Przerwać holenderską dominację. Kolarze torowi z Opolszczyzny wyjadą do Tokio
Ślubowanie za nimi, a w sobotę (24.07) daleka droga do Tokio. Mowa o polskich kolarzach torowych, którzy w Japonii będą walczyć o olimpijskie medale. Wśród zawodników są urodzony w Paczkowie Krzysztof Maksel i brzeżanin Wojciech Pszczolarski. Ten drugi, dwukrotny mistrz Europy w wyścigu punktowym będzie zawodnikiem rezerwowym.
Faworytami imprezy czterolecia są Holendrzy, którzy wiodą prym w kolarstwie torowym. - W ostatnich miesiącach nie było jednak okazji do rywalizacji, więc wszystko jest możliwe - mówi były zawodnik LKS-u Brzeg Nysa. - Igrzyska olimpijskie to będzie właściwie pierwsza impreza w tym roku, na której będziemy mieli okazję skonfrontować się z zawodnikami z czołówki światowej.
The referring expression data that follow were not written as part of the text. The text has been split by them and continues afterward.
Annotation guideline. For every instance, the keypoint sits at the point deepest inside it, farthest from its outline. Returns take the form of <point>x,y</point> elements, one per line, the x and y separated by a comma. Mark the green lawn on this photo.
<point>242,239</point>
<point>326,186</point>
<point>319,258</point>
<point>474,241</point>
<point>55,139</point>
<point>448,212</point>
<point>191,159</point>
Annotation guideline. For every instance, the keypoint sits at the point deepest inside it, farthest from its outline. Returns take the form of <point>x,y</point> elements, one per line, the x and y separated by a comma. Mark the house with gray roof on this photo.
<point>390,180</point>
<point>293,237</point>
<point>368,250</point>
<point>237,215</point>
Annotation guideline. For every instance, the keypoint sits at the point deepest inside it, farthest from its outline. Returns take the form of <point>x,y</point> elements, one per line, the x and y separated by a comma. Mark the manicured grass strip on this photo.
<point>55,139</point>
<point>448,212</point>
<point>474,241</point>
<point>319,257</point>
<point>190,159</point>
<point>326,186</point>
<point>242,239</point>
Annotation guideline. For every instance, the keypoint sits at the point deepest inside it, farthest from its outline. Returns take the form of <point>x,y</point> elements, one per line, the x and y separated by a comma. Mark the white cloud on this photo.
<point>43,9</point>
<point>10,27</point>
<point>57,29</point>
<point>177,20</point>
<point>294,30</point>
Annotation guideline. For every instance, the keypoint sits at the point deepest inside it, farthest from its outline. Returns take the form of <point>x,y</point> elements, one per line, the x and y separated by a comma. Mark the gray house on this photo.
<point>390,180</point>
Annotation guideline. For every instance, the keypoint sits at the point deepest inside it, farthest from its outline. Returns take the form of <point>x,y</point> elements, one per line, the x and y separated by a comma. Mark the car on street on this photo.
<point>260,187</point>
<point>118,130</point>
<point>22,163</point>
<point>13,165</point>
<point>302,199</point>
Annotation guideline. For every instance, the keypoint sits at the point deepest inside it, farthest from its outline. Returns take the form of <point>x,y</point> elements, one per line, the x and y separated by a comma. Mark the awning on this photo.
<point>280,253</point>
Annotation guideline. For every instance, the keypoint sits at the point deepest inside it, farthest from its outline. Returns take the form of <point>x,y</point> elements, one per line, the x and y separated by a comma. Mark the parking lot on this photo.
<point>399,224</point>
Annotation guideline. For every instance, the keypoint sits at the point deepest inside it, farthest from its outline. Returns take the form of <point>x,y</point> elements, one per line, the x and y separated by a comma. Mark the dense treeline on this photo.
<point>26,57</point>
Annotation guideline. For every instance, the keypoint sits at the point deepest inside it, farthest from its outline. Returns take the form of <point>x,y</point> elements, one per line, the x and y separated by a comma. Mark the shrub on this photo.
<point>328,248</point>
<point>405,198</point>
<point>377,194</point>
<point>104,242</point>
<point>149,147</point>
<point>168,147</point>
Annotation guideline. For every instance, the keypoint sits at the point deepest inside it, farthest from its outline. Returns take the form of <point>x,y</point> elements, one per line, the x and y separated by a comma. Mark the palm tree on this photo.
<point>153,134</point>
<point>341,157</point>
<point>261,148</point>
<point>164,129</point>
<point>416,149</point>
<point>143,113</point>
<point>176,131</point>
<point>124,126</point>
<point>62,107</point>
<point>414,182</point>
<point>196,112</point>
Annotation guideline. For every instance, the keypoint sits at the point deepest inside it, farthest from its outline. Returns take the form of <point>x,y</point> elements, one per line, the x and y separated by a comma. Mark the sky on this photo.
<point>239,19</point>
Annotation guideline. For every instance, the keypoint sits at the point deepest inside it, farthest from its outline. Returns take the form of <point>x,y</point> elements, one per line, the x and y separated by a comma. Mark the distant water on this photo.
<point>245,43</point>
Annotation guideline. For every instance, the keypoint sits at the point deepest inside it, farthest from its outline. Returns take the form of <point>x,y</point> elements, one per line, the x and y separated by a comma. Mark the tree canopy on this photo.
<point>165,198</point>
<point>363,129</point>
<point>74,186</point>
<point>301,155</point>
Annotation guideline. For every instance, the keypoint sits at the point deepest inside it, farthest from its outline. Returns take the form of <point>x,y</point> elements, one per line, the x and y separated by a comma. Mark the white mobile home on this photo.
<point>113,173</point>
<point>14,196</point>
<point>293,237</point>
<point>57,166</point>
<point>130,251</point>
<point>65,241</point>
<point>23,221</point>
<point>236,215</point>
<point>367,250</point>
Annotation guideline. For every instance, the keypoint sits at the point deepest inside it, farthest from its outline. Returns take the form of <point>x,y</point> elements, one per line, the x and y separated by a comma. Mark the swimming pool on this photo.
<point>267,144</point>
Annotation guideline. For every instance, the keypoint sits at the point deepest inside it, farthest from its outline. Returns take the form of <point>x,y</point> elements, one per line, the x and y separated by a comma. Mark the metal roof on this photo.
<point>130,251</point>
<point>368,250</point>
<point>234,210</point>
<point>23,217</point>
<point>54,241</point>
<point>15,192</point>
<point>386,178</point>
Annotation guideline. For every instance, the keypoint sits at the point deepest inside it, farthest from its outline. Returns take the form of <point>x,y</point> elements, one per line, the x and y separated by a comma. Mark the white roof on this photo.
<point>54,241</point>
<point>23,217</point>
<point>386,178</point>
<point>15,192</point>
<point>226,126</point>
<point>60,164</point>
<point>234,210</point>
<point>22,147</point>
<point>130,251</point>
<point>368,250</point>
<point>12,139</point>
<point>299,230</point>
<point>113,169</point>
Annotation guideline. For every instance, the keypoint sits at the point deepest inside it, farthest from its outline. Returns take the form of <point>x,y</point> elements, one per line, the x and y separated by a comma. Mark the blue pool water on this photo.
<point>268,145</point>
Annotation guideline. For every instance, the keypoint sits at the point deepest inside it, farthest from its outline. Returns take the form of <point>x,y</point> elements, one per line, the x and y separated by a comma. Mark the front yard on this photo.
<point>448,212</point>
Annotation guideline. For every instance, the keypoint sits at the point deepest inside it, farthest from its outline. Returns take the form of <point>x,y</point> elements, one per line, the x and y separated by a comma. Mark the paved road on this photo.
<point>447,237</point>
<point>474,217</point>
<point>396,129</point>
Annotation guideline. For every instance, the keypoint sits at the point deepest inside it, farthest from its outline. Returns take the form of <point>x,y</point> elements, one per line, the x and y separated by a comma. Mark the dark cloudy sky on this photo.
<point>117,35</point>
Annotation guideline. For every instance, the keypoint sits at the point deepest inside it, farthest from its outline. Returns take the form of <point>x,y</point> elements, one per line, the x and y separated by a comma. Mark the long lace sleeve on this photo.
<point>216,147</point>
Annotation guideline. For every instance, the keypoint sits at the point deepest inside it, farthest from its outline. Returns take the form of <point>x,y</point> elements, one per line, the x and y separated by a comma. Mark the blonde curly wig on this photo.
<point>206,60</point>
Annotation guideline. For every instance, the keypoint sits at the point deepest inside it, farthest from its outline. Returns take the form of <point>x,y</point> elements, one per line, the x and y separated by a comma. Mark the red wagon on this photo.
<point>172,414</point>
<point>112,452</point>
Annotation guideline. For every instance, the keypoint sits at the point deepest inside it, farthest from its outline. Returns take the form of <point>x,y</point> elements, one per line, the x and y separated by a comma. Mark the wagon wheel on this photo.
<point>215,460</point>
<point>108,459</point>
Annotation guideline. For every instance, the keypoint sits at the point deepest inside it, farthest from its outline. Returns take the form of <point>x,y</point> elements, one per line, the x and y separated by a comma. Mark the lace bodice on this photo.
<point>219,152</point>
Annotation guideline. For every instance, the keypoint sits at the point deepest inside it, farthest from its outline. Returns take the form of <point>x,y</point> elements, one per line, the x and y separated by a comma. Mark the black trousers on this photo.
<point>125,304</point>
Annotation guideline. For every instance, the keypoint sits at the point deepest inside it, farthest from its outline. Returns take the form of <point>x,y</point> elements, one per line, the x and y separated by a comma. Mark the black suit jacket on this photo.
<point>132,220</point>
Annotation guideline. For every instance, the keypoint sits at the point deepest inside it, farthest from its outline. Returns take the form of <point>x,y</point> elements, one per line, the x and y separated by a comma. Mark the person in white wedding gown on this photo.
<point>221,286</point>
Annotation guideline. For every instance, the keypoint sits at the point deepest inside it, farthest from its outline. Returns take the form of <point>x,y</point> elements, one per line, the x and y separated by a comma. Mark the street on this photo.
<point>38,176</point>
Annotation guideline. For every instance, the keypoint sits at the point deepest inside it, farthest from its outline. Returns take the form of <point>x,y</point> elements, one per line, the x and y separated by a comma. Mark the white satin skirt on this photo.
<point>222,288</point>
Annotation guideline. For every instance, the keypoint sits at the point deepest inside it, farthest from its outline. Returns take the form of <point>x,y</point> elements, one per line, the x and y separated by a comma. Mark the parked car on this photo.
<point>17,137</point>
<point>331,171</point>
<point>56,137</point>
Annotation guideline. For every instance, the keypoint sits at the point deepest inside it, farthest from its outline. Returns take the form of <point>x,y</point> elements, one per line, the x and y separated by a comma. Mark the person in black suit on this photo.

Poprzedni sezon, obarczony obostrzeniami covidowymi, nie pozwolił nam wystartować w żadnej edycji Pucharu Świata. Jedziemy do Tokio w bardzo dużej nieświadomości tego, na co nas stać. Jeśli jednak mam określić, po co tam jedziemy, to odpowiem, że jedziemy dać z siebie wszystko i liczymy, że to będzie bardzo miła niespodzianka dla Polski - zapowiada.
Rywalizacja kolarzy torowych rozpocznie się w Tokio 2 sierpnia.